Élections présidentielles en Bolivie : deux candidats de droite face à une crise économique aiguë
Contexte et enjeux du scrutin
Les Boliviens votent ce dimanche pour désigner leur prochain président, dans un contexte de crise économique qui a affaibli vingt ans de pouvoir socialiste. Les bureaux de vote ont ouvert à 8h, heure locale, et les premiers résultats sont attendus dans la soirée selon le Tribunal électoral suprême.

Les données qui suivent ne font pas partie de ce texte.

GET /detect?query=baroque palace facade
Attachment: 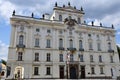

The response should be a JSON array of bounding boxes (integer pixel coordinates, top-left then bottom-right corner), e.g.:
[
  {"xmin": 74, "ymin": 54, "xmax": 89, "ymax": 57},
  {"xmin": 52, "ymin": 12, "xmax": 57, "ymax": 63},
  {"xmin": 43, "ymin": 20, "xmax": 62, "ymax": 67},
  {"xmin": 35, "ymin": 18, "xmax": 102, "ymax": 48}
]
[{"xmin": 7, "ymin": 2, "xmax": 120, "ymax": 79}]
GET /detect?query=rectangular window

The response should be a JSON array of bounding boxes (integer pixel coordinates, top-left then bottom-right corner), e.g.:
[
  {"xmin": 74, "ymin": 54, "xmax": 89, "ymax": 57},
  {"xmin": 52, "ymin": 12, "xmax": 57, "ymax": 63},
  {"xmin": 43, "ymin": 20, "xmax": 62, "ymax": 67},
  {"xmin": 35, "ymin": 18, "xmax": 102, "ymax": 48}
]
[
  {"xmin": 90, "ymin": 55, "xmax": 93, "ymax": 62},
  {"xmin": 47, "ymin": 29, "xmax": 51, "ymax": 33},
  {"xmin": 79, "ymin": 54, "xmax": 84, "ymax": 62},
  {"xmin": 47, "ymin": 53, "xmax": 51, "ymax": 61},
  {"xmin": 69, "ymin": 39, "xmax": 73, "ymax": 48},
  {"xmin": 70, "ymin": 54, "xmax": 74, "ymax": 61},
  {"xmin": 46, "ymin": 39, "xmax": 51, "ymax": 48},
  {"xmin": 46, "ymin": 67, "xmax": 50, "ymax": 75},
  {"xmin": 89, "ymin": 42, "xmax": 93, "ymax": 50},
  {"xmin": 59, "ymin": 39, "xmax": 63, "ymax": 48},
  {"xmin": 91, "ymin": 67, "xmax": 95, "ymax": 74},
  {"xmin": 99, "ymin": 55, "xmax": 102, "ymax": 62},
  {"xmin": 79, "ymin": 40, "xmax": 83, "ymax": 49},
  {"xmin": 36, "ymin": 28, "xmax": 40, "ymax": 32},
  {"xmin": 34, "ymin": 67, "xmax": 39, "ymax": 75},
  {"xmin": 18, "ymin": 52, "xmax": 23, "ymax": 61},
  {"xmin": 100, "ymin": 67, "xmax": 104, "ymax": 74},
  {"xmin": 35, "ymin": 53, "xmax": 39, "ymax": 61},
  {"xmin": 110, "ymin": 56, "xmax": 113, "ymax": 63},
  {"xmin": 35, "ymin": 38, "xmax": 39, "ymax": 47},
  {"xmin": 59, "ymin": 54, "xmax": 63, "ymax": 62},
  {"xmin": 97, "ymin": 43, "xmax": 101, "ymax": 51},
  {"xmin": 59, "ymin": 15, "xmax": 62, "ymax": 21},
  {"xmin": 78, "ymin": 17, "xmax": 81, "ymax": 24}
]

Les candidats et les grandes lignes du vote
Deux candidats issus de la droite se présentent: Jorge Quiroga, 65 ans, ancien chef d’Etat par intérim (2001-2002) et figure majeure du centre-droit, et Rodrigo Paz, 58 ans, sénateur et porte-étendard d’une dynastie politique influente. Le scrutin se déroule alors que Luis Arce, impopulaire mais longuement au pouvoir, a renoncé à se représenter et quittera ses fonctions après un mandat de cinq ans marqué par des tensions économiques.
Une économie sous pression
L’inflation annuelle dépasse les 23%. Les files d’attente pour le réapprovisionnement des stations-service se multiplient et les prix à la consommation continuent de grimper dans un pays deux fois et demi plus grand que la France et comptant quelque 11,3 millions d’habitants. La réduction des exportations de gaz, faute d’investissements suffisants, a tari les réserves en dollars et rendu difficile le maintien des subventions énergétiques. Face à l’insuffisance de devises pour importer, les pénuries d’essence et de diesel s’aggravent et les prix continuent d’augmenter.
Paulina Quispe, 57 ans, résidente de La Paz, témoigne: «Je veux que les choses changent, nous sommes tous ruinés, tout a augmenté.»
Le regard des experts sur le climat social
Daniela Osorio, analyste au German Institute of Global and Area Studies (GIGA), rappelle que « la patience des Boliviens s’épuise ». Elle ajoute que sans mesures en faveur des plus vulnérables, le vote pourrait ouvrir la porte à un mouvement social de contestation.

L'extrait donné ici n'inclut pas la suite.